If your allocation is 80 percent of normal, telling regular customers to expect about 80 percent of their usual load is a rule everyone can check. Customers forgive a shortage they understand far more than one that feels arbitrary.
Decide with data, not emotion
To make fair calls under pressure, you need each customer's volume, value, and commitments in front of you. That turns "who do I cut" from an anxious guess into a defensible decision. FastDragon Fuel Jobber keeps those numbers next to your current supply position, so the calls take minutes. The aim is to come out the other side with your key relationships intact.
Reduce the odds next time
You cannot prevent every shortage, but you can soften it. Cover a base load with contract supply so you are not fully exposed to the spot market, diversify supply points where you can, and watch for the signs a tight market is building. A sensible supply strategy is your best protection.
Common questions
How long do fuel allocations usually last?
It depends on the cause. A pipeline or refinery outage measured in days can keep terminals tight for weeks afterward while inventories rebuild. Market-wide tightness, like a regional diesel squeeze, can hold allocations in place for months. Watch your supplier's terminal notices, since caps are usually adjusted week by week.
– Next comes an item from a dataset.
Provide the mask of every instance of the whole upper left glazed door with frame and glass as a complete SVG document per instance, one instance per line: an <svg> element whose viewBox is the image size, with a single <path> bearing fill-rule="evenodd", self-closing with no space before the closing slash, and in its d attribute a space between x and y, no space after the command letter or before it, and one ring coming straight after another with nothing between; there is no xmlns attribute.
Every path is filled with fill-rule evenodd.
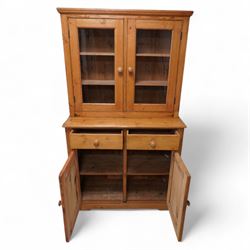
<svg viewBox="0 0 250 250"><path fill-rule="evenodd" d="M121 111L123 20L70 19L76 111Z"/></svg>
What is ratability, and why does it matter in a shortage?
Ratability means lifting steadily against your contracted volume month after month instead of in bursts. Suppliers run the allocation math off that record, so a jobber who lifted erratically starts from a smaller base. Staying ratable in normal times is what earns you gallons in tight times.
Do suppliers have to sell me fuel during a shortage?
Only to the extent your contract says so. Most supply agreements include an allocation or force majeure clause that lets the supplier prorate deliveries when supply is constrained, and spot buyers have no claim at all. Read the allocation clause before a shortage, because that is when you find out what it covers.
Can I buy from another supplier while on allocation?
For unbranded gallons, usually yes, if you can find them: spot prices spike in a shortage and nearby racks are often capped too. Branded contracts typically require branded product at branded sites, so check your agreement before substituting, and document anything you do under an emergency waiver.